The direct renin inhibitor aliskiren is known to exhibit a strong antihypertensive effect. However, the organoprotective potential of aliskiren beyond its antihypertensive properties is less clear. This study investigates the antifibrotic nephroprotective effects of aliskiren in a nonhypertensive mouse model for progressive renal fibrosis.

COL4A3(-/-) mice received aliskiren via osmotic minipumps. Placebo-treated animals served as controls. Therapy was initiated in 6-week-old animals already showing renal damage (proteinuria ~1 g/l, starting renal fibrosis) and lasted for 4 weeks. Six animals were sacrificed after 9.5 weeks; serum urea and proteinuria were measured. Kidneys were further investigated using histological, immunohistological, and western blot techniques. Survival until end-stage renal failure was monitored in the remaining animals.

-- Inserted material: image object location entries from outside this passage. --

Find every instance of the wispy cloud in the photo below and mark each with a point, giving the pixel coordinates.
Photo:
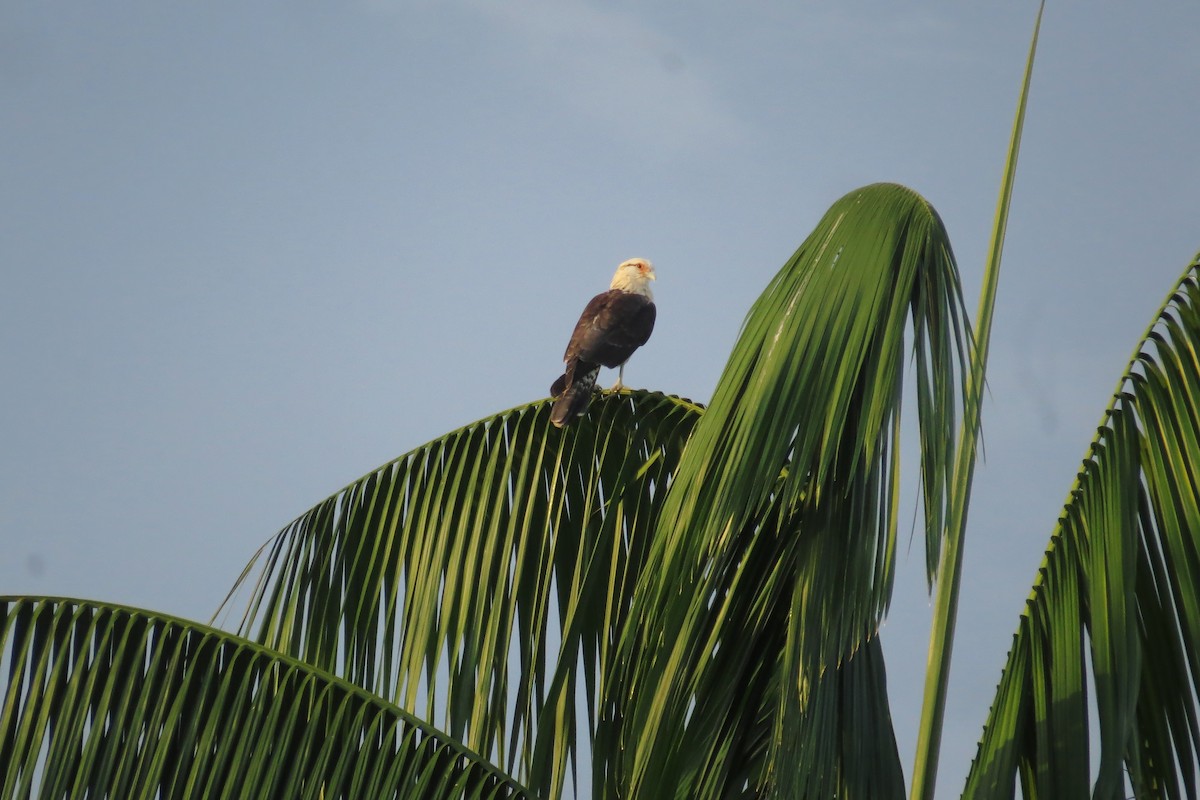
(611, 66)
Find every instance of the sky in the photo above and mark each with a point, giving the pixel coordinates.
(251, 251)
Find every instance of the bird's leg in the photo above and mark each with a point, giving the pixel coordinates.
(621, 373)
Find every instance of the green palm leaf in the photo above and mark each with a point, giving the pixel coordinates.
(797, 457)
(1119, 590)
(105, 701)
(477, 581)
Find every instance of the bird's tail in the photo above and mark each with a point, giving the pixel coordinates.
(574, 395)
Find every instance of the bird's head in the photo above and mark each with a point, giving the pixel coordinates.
(634, 275)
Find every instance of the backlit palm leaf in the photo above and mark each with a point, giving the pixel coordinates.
(797, 456)
(109, 702)
(1119, 590)
(478, 581)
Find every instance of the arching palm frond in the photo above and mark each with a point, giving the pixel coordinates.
(797, 456)
(477, 581)
(1119, 591)
(112, 702)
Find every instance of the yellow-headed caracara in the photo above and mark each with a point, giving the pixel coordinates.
(613, 325)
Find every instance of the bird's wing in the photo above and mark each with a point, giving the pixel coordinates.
(612, 325)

COL4A3(-/-) mice did not develop hypertension. Aliskiren serum levels were in the therapeutic range (288 ± 44 ng/ml). Therapy significantly prolonged lifespan until death from renal failure by 18% compared with placebo-treated controls (78.6 ± 8.2 vs. 66.6 ± 4.9 days, P < 0.05). Similarly, therapy reduced the amount of proteinuria and serum urea. Compared with placebo-treated controls, the accumulation of extracellular matrix and renal scarring and the levels of transforming growth factor-β (TGFβ) and connective tissue growth factor (CTGF) were decreased in treated mice.

Despite the late onset of therapy, our results indicate nephroprotective effects of the renin inhibitor aliskiren beyond its antihypertensive property in this animal model of progressive renal fibrosis. In addition to the recognized antihypertensive action of aliskiren, its antifibrotic, antiproteinuric effects demonstrated in the present study indicate that aliskiren may have potential as an important therapeutic option for chronic fibrotic diseases in humans.